Questo perché pensiamo di dovercela cavare noi, se vogliamo sopravvivere. Invece se ci sentissimo figli di Dio, amati da Lui, allora tutto cambierebbe. Allora ci sarebbe la consapevolezza della propria dignità (“sono figlio di Dio”, “sono figlia di Dio”) e della conseguente forza interiore anche in situazioni estreme: in carcere, senza niente, picchiato, affamato, assetato, … Ci sono testimonianze di questo. Anzi in queste situazioni estreme, invece di chiuderci in noi stessi e di procurarci da vivere a scapito di altri, si può persino diventare capaci di amore, di perdono, di altruismo (anche di convertire i carcerieri e i persecutori).

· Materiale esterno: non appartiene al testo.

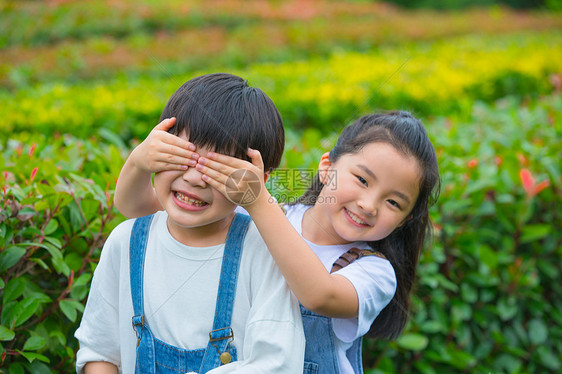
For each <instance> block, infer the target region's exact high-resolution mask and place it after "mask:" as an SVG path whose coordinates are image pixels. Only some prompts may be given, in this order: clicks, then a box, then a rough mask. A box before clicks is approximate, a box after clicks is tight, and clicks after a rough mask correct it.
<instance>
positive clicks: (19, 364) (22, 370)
mask: <svg viewBox="0 0 562 374" xmlns="http://www.w3.org/2000/svg"><path fill="white" fill-rule="evenodd" d="M9 373H10V374H25V369H24V368H23V366H22V364H21V363H19V362H14V363H13V364H11V365H10V371H9Z"/></svg>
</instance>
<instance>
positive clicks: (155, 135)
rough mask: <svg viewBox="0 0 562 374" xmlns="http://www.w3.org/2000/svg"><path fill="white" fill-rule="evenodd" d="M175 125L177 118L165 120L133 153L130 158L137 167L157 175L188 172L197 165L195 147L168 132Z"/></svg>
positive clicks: (157, 127)
mask: <svg viewBox="0 0 562 374" xmlns="http://www.w3.org/2000/svg"><path fill="white" fill-rule="evenodd" d="M175 123H176V118H175V117H172V118H168V119H165V120H163V121H162V122H160V123H159V124H158V125H156V127H154V129H152V131H151V132H150V134H148V136H147V137H146V139H145V140H144V141H143V142H142V143H140V144H139V145H138V146H137V147H136V148H135V149H134V150H133V151H132V152H131V155H130V156H129V157H130V159H131V161H132V162H133V164H134V165H135V167H137V168H138V169H140V170H143V171H146V172H149V173H157V172H159V171H164V170H186V169H187V167H188V166H192V167H193V166H195V165H196V164H197V161H196V160H197V158H198V155H197V153H195V146H194V145H193V144H192V143H190V142H188V141H187V140H185V139H182V138H180V137H179V136H176V135H172V134H170V133H169V132H168V130H169V129H170V128H172V126H174V125H175Z"/></svg>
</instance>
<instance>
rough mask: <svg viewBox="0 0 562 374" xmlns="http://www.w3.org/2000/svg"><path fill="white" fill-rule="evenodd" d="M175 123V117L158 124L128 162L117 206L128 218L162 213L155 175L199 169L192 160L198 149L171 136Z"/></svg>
mask: <svg viewBox="0 0 562 374" xmlns="http://www.w3.org/2000/svg"><path fill="white" fill-rule="evenodd" d="M175 123H176V119H175V118H169V119H165V120H163V121H162V122H160V123H159V124H158V125H156V127H154V129H153V130H152V131H151V132H150V134H149V135H148V137H147V138H146V139H145V140H144V141H143V142H142V143H141V144H139V145H138V146H137V147H136V148H135V149H133V151H132V152H131V154H130V155H129V158H128V159H127V161H125V165H124V166H123V169H121V173H120V174H119V179H118V180H117V186H116V187H115V207H116V208H117V209H118V210H119V212H121V214H123V215H124V216H126V217H128V218H134V217H142V216H146V215H148V214H152V213H154V212H156V211H158V210H162V207H161V206H160V203H159V202H158V199H157V198H156V194H155V193H154V188H153V187H152V179H151V177H152V173H157V172H159V171H164V170H186V169H187V166H188V165H191V166H195V164H196V161H195V160H193V159H191V157H192V156H193V154H194V151H195V146H194V145H193V144H191V143H190V142H188V141H186V140H184V139H182V138H180V137H178V136H175V135H172V134H170V133H168V130H169V129H170V128H171V127H172V126H173V125H174V124H175Z"/></svg>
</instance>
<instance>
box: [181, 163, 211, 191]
mask: <svg viewBox="0 0 562 374" xmlns="http://www.w3.org/2000/svg"><path fill="white" fill-rule="evenodd" d="M202 176H203V174H202V173H201V172H200V171H198V170H197V169H195V168H194V167H188V168H187V170H186V171H185V173H183V176H182V178H183V180H185V181H186V182H188V183H189V184H191V185H193V186H198V187H207V182H205V181H204V180H203V179H202V178H201V177H202Z"/></svg>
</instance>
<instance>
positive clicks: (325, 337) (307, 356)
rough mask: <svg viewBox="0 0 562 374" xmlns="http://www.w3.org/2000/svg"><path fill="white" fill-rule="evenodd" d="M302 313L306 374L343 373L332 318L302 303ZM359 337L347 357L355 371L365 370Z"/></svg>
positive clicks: (302, 323) (361, 341)
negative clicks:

Tutto ciò non è facile. Neppure nelle situazioni non estreme, in quelle normali, le nostre. Tutti spontaneamente ci teniamo alle nostre cose e non solo ai soldi, ma al nostro tempo, ai nostri affetti, al nostro prestigio… Che cosa ci può aiutare a cambiare? La grazia, lo Spirito Santo che ci attesta che siamo figli di Dio, che la nostra vita è in mano al Signore qualunque cosa ci succeda, che non dobbiamo spasmodicamente pensare a noi stessi perché c’è Lui che pensa a noi, e che quanto abbiamo ricevuto da Lui possiamo condividerlo come gli altri condividono con noi quello che sono e che hanno (chi può dire che solo dà e non riceve invece tantissimo di più? E’ una testimonianza comune di chi fa attività di volontariato o caritativa per gli altri: si riceve più di quello che si dà …). Occorre chiedere l’intercessione di san Lorenzo questo. Non tanto per diventare martiri, ma per entrare in questa logica di chi si sente amato e per questo può amare.

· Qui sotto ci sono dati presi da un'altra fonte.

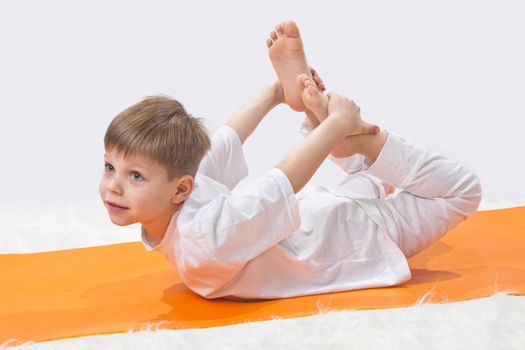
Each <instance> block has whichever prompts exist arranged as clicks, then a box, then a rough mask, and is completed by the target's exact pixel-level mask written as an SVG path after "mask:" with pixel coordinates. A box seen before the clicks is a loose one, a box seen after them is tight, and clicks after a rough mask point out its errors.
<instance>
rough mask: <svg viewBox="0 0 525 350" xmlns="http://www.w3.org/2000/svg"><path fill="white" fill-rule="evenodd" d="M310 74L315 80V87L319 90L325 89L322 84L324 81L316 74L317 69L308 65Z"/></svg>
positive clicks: (319, 76)
mask: <svg viewBox="0 0 525 350" xmlns="http://www.w3.org/2000/svg"><path fill="white" fill-rule="evenodd" d="M310 74H311V75H312V78H313V80H314V82H315V85H317V88H318V89H319V90H321V91H325V90H326V87H325V85H324V82H323V80H322V79H321V77H320V76H319V75H318V74H317V71H316V70H315V68H313V67H310Z"/></svg>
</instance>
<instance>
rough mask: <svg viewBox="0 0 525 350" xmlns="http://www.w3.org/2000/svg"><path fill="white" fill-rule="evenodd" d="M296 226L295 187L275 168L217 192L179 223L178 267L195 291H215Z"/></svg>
mask: <svg viewBox="0 0 525 350" xmlns="http://www.w3.org/2000/svg"><path fill="white" fill-rule="evenodd" d="M182 215H184V212H183V214H182ZM299 227H300V216H299V209H298V205H297V202H296V198H295V194H294V192H293V188H292V186H291V184H290V182H289V180H288V178H287V177H286V175H285V174H284V173H283V172H282V171H281V170H280V169H277V168H274V169H272V170H270V171H269V172H268V173H266V174H265V175H263V176H260V177H258V178H256V179H254V180H253V181H251V182H249V183H247V184H245V185H244V186H242V187H241V188H236V189H235V190H234V191H232V192H231V193H223V194H221V195H219V196H218V197H217V198H215V199H214V200H212V201H210V202H209V203H208V204H206V205H204V206H203V207H201V208H198V210H196V212H195V215H194V216H193V218H192V219H191V222H188V223H187V224H184V225H181V227H180V237H181V238H180V242H179V244H180V246H179V252H180V254H179V262H178V267H179V273H180V274H181V277H182V278H183V280H184V282H185V283H186V284H187V285H188V286H190V288H192V289H193V290H194V291H196V292H197V293H198V294H200V295H202V296H205V297H213V295H214V293H215V292H217V291H218V290H219V289H220V288H222V287H223V286H224V285H225V284H226V283H228V282H229V281H230V280H232V279H233V278H234V276H235V275H236V274H237V272H239V271H240V270H241V269H242V268H243V266H244V265H246V264H247V263H249V262H250V261H251V260H252V259H254V258H255V257H257V256H258V255H260V254H261V253H263V252H264V251H266V250H267V249H269V248H271V247H273V246H275V245H276V244H278V243H279V242H280V241H282V240H283V239H285V238H287V237H289V236H290V235H292V234H293V233H294V232H296V231H297V230H298V229H299Z"/></svg>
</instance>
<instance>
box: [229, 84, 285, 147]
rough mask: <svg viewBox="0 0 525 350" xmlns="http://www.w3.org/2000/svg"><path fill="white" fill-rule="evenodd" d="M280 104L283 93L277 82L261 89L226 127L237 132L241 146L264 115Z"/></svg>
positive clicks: (281, 88) (264, 116)
mask: <svg viewBox="0 0 525 350" xmlns="http://www.w3.org/2000/svg"><path fill="white" fill-rule="evenodd" d="M281 102H283V91H282V88H281V85H280V84H279V82H278V81H277V82H275V83H273V84H272V85H270V86H268V87H266V88H265V89H263V90H262V91H261V92H260V93H259V94H258V95H257V96H256V97H255V98H254V99H253V100H252V101H250V102H249V103H248V104H247V105H245V106H244V107H243V108H242V109H241V110H240V111H239V112H237V113H236V114H235V115H234V116H232V117H231V118H230V119H229V120H228V121H227V122H226V125H228V126H230V127H231V128H233V129H234V130H235V131H236V132H237V134H238V135H239V138H240V140H241V144H243V143H244V141H245V140H246V139H247V138H248V137H249V136H250V135H251V134H252V132H253V131H254V130H255V129H256V128H257V126H258V125H259V123H260V122H261V121H262V119H263V118H264V117H265V116H266V114H268V112H269V111H271V110H272V109H273V108H274V107H275V106H277V105H278V104H280V103H281Z"/></svg>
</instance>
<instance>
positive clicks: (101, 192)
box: [98, 176, 106, 200]
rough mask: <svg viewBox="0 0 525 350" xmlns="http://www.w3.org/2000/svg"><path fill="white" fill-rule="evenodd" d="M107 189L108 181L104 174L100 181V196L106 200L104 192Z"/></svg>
mask: <svg viewBox="0 0 525 350" xmlns="http://www.w3.org/2000/svg"><path fill="white" fill-rule="evenodd" d="M105 189H106V181H105V180H104V176H102V178H101V179H100V183H99V184H98V193H99V194H100V198H101V199H102V200H104V192H105Z"/></svg>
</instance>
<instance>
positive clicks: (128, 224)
mask: <svg viewBox="0 0 525 350" xmlns="http://www.w3.org/2000/svg"><path fill="white" fill-rule="evenodd" d="M109 219H110V220H111V222H112V223H114V224H115V225H117V226H128V225H132V224H135V223H137V220H130V219H129V218H122V217H117V216H112V215H111V214H109Z"/></svg>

La cosa vale anche a livello comunitario. Una comunità che cerca in sé le risorse per la sua sopravvivenza può sottolineare più del necessario la sua identità, può chiudersi, può sentirsi in competizione con gli altri, persino minacciata dagli altri, … Se invece sa di essere dono del Signore, se come comunità cristiana sa di essere frutto della Parola e dell’Eucaristia, allora tutto cambia. Diventa comunità aperta, accogliente, attenta, collaborativa, ecc. e ci guadagna (perché anche a livello comunitario ci si guadagna ad aprirsi e a essere generosi).

Una bella sfida per la comunità di Ronchi, ma in genere per le nostre comunità, per l’Italia e per l’Europa che si illude di risolvere i problemi chiudendosi e respingendo (ovviamente i problemi ci sono, sono complessi ed esigono tanta pazienza, saggezza e tempo, ma bisogna scegliere l’impostazione giusta e non incamminarsi su strade suicide).

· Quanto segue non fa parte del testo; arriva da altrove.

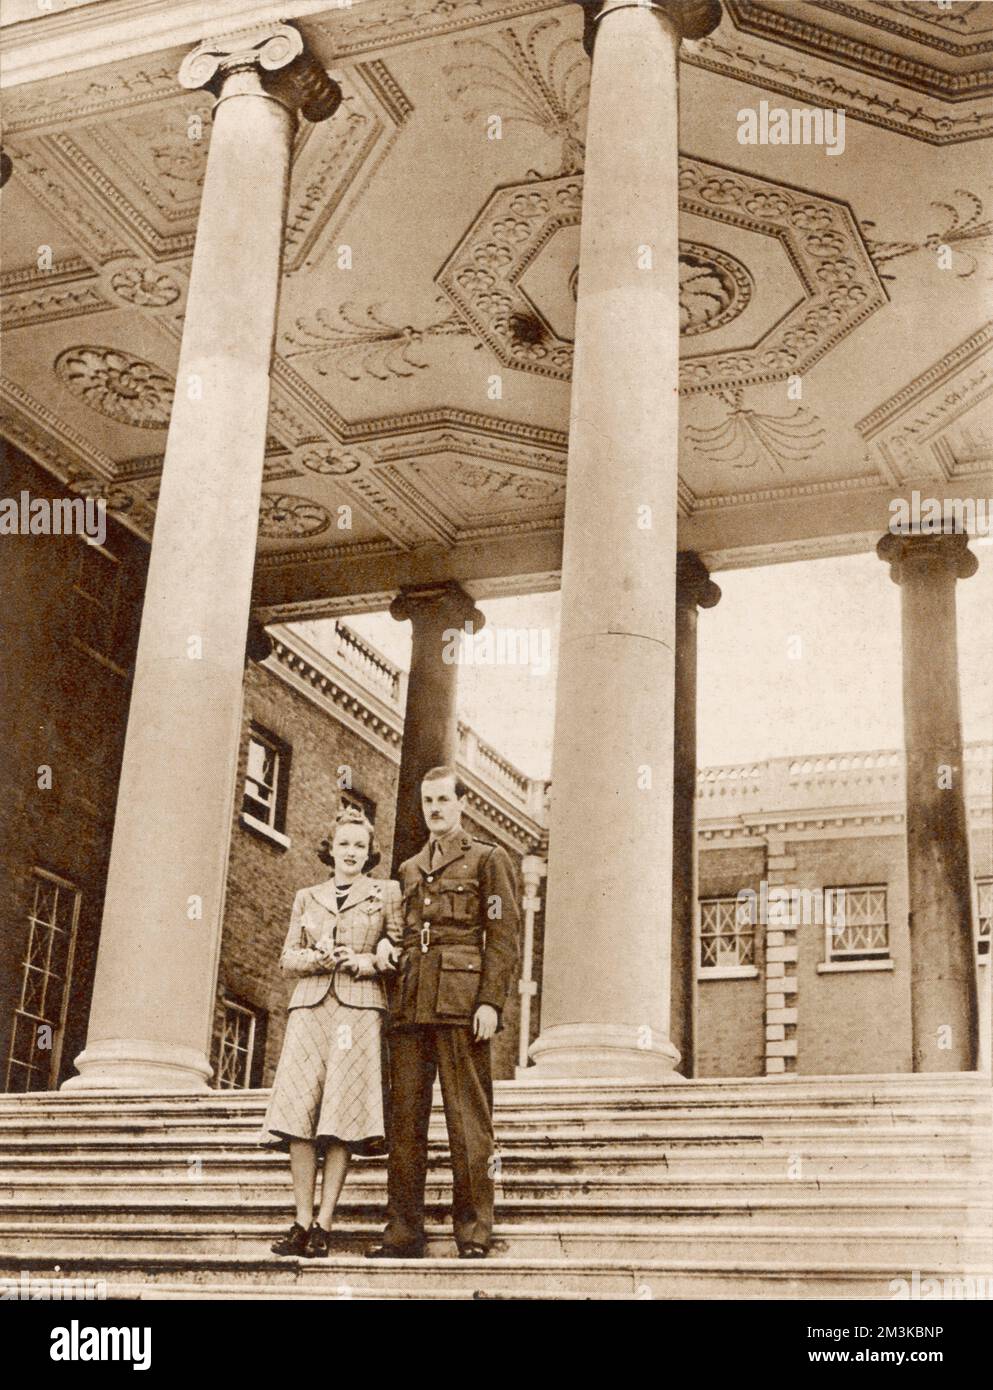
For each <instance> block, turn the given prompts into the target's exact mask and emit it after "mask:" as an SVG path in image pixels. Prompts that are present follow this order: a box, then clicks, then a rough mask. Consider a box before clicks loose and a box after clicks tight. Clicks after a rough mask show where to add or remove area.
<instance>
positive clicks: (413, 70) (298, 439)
mask: <svg viewBox="0 0 993 1390" xmlns="http://www.w3.org/2000/svg"><path fill="white" fill-rule="evenodd" d="M264 8H266V7H264V6H259V4H256V6H253V7H252V14H253V17H255V13H256V11H260V10H264ZM271 8H273V10H275V8H278V11H280V15H281V17H292V15H298V17H299V24H300V28H302V29H303V31H305V35H306V38H307V40H309V43H310V44H312V47H313V50H314V51H316V53H317V54H318V57H320V58H321V61H323V63H324V64H325V67H327V68H328V70H330V72H331V74H332V76H334V78H335V79H337V81H339V82H341V85H342V88H344V92H345V101H344V104H342V107H341V110H339V113H338V114H337V115H335V117H334V118H332V120H331V121H328V122H325V124H324V125H317V126H309V125H306V124H303V125H302V128H300V132H299V135H298V140H296V147H295V156H293V175H292V188H291V202H289V218H288V229H286V250H285V265H284V282H282V297H281V310H280V322H278V332H277V342H275V359H274V368H273V404H271V411H270V424H268V434H270V439H268V449H267V464H266V484H264V499H263V509H261V513H260V541H259V563H257V574H256V600H257V605H259V607H260V609H261V610H264V612H266V613H270V614H280V616H282V617H291V616H299V614H303V613H312V614H314V613H328V612H335V610H348V609H349V607H356V606H359V605H367V603H370V602H373V603H377V602H382V600H384V596H385V595H387V592H388V591H389V589H391V588H394V587H395V585H398V584H401V582H414V581H424V580H430V578H446V577H452V575H455V577H460V578H463V580H465V581H467V584H469V587H470V588H473V591H474V592H476V594H477V595H484V594H494V592H516V591H522V589H537V588H547V587H554V585H555V584H556V570H558V563H559V555H560V524H562V512H563V499H565V486H566V445H567V438H566V431H567V418H569V391H570V370H572V353H573V322H574V303H576V292H577V282H579V271H577V260H579V220H580V211H581V195H583V153H584V132H586V108H587V89H588V71H590V67H588V58H587V56H586V53H584V51H583V47H581V42H580V40H581V29H583V24H581V13H580V8H579V6H576V4H558V3H545V0H444V3H442V0H388V3H380V0H355V3H353V4H352V6H350V7H337V6H325V7H321V6H317V4H313V3H302V4H298V6H293V4H288V6H285V4H284V6H281V7H271ZM70 10H71V13H68V14H63V15H60V17H57V18H58V25H57V26H56V28H51V26H49V28H47V29H45V35H42V29H43V28H45V24H46V21H45V19H38V18H33V19H24V21H21V22H7V25H6V28H3V31H0V38H1V39H3V44H4V47H6V49H7V50H8V71H10V72H13V74H14V85H11V86H8V89H7V92H6V93H4V125H6V135H4V152H6V154H7V156H8V157H10V160H11V170H13V172H11V178H10V182H8V183H7V186H6V188H4V192H3V227H1V232H3V278H1V285H0V288H1V291H3V328H4V361H3V386H1V391H3V431H4V434H7V435H8V436H10V438H11V439H14V441H15V442H17V443H19V445H21V446H22V448H24V449H25V450H26V452H28V453H31V455H32V456H33V457H36V459H38V460H39V461H40V463H42V464H43V466H45V467H47V468H50V470H51V471H54V473H56V474H58V475H60V477H61V478H65V480H68V484H70V486H74V488H79V489H81V491H95V489H96V491H100V492H102V493H103V495H106V496H107V498H108V500H110V505H111V506H114V509H115V512H117V514H120V516H121V518H122V520H125V521H127V524H129V525H132V527H135V528H136V530H139V531H142V532H145V534H150V528H152V524H153V520H154V502H156V495H157V481H159V474H160V468H161V457H163V452H164V442H165V430H167V424H168V410H170V402H171V393H172V389H174V373H175V368H177V360H178V349H179V339H181V332H182V314H184V303H185V292H186V284H188V274H189V261H191V253H192V246H193V238H195V231H196V214H197V204H199V197H200V188H202V179H203V170H204V164H206V157H207V152H209V145H210V100H209V99H207V97H206V96H204V95H203V93H188V92H184V90H181V89H179V88H178V85H177V82H175V72H177V70H178V65H179V61H181V58H182V56H184V54H185V51H186V50H188V47H189V46H192V43H193V42H196V38H197V36H199V33H202V32H203V28H202V25H200V28H199V29H197V31H195V32H193V31H191V32H186V31H184V32H182V33H179V31H178V28H177V25H175V24H174V25H172V28H171V29H167V28H165V26H164V19H163V25H161V26H160V28H156V26H154V25H153V24H150V22H149V24H147V25H146V26H145V29H143V31H142V33H143V35H147V33H152V35H159V38H153V39H147V38H143V39H142V43H140V44H138V46H136V43H135V40H134V36H129V35H131V31H127V32H125V31H124V29H120V32H118V31H117V29H114V22H115V19H114V17H115V15H117V14H118V13H120V15H121V17H125V15H127V6H124V4H122V3H121V0H111V6H103V4H102V6H90V4H79V6H75V7H70ZM97 10H100V11H103V17H102V19H100V22H102V24H103V25H104V28H103V29H100V28H99V25H97V17H96V11H97ZM146 10H149V11H150V13H152V11H154V13H156V14H157V13H159V11H160V10H161V11H163V15H164V10H165V7H164V6H157V3H156V0H147V3H146ZM174 10H175V11H177V13H179V11H184V10H185V7H184V6H178V7H174ZM111 11H113V13H111ZM15 19H17V17H15ZM177 22H178V21H177ZM54 24H56V21H54V19H53V25H54ZM121 24H124V19H121ZM220 28H221V25H220V24H214V25H213V29H214V32H216V31H217V29H220ZM43 36H47V39H46V42H47V44H49V47H47V49H46V47H45V44H43V43H42V38H43ZM83 36H85V38H86V43H85V44H83V43H82V38H83ZM178 38H182V42H175V40H177V39H178ZM58 42H61V43H63V44H64V46H67V47H70V46H74V44H75V46H76V49H78V50H79V51H81V53H82V51H85V53H88V54H89V61H90V65H88V63H86V61H79V60H75V63H74V68H75V70H74V71H72V72H70V74H68V75H54V76H53V75H49V76H39V78H38V79H36V81H25V82H19V81H17V78H18V76H19V75H35V70H33V68H32V65H31V61H29V58H31V56H32V54H50V51H51V49H53V44H54V46H56V49H57V44H58ZM167 42H168V46H163V44H164V43H167ZM154 43H157V44H159V46H157V47H156V46H154ZM150 44H152V46H150ZM139 50H140V51H139ZM97 60H99V61H97ZM46 61H50V57H46ZM617 100H619V101H623V93H619V95H617ZM762 101H766V103H769V106H770V107H776V106H784V107H787V108H790V107H796V106H808V107H811V106H826V107H832V108H833V107H836V106H843V107H844V108H846V117H847V120H846V129H844V147H843V150H841V152H840V153H837V154H832V153H829V152H827V150H826V147H825V146H823V145H770V143H765V145H741V143H738V129H740V124H741V122H740V121H738V113H740V111H743V110H754V111H759V106H761V103H762ZM494 115H499V117H501V126H499V135H501V138H499V139H492V138H488V136H490V135H491V133H492V131H494V122H492V117H494ZM636 138H648V139H651V138H652V135H651V132H644V133H641V132H637V131H631V139H636ZM990 139H993V6H986V4H968V3H958V4H953V6H951V8H950V10H943V8H939V7H937V6H935V4H930V3H910V0H908V3H883V0H875V3H859V4H848V3H840V0H839V3H821V4H804V3H790V4H773V3H751V0H726V3H725V17H723V21H722V25H720V28H719V29H718V31H715V33H713V35H711V36H709V38H707V39H702V40H698V42H697V43H686V44H684V46H683V65H681V76H680V286H681V291H680V310H681V325H683V336H681V366H680V381H681V424H680V512H681V517H680V543H681V545H684V546H691V548H694V549H700V550H701V552H702V553H704V555H705V556H707V557H708V559H709V560H711V562H712V563H713V564H716V566H734V564H751V563H765V562H769V560H775V559H793V557H797V556H800V555H815V553H833V552H840V550H851V549H858V548H864V546H868V545H869V543H872V542H873V541H875V537H876V535H878V534H879V532H880V531H882V530H883V527H885V525H886V518H887V505H889V500H890V498H893V496H894V495H896V493H897V492H903V491H905V489H908V488H911V486H922V488H925V489H926V495H929V496H944V495H948V496H969V495H978V496H985V498H986V496H990V493H992V492H993V418H992V414H990V388H992V386H993V324H990V318H992V317H993V314H992V306H993V221H992V208H993V160H992V158H990ZM245 215H246V217H249V218H250V215H252V208H250V206H246V208H245ZM204 467H209V460H204ZM606 485H609V480H608V478H606V475H605V486H606ZM191 505H192V506H195V505H196V499H191ZM342 505H346V506H349V507H350V509H352V523H353V524H352V528H350V530H349V531H339V530H338V527H337V521H335V518H337V517H338V516H339V513H338V509H339V507H341V506H342Z"/></svg>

San Lorenzo ci aiuti allora, a livello personale e comunitario, a sentirci amati e proprio per questo capaci di amare. Del resto – ed è la prima pagina della Bibbia che ce lo dice – se siamo stati creati a immagine e somiglianza di Dio e se Dio è amore, il miglior modo per vivere l’istinto di sopravvivenza, per realizzarci, è amare a costo anche di fatiche e di sofferenze, ma con la forza, la grazia e la gioia che lo Spirito Santo assicura a tutti cristiani e non solo ai martiri.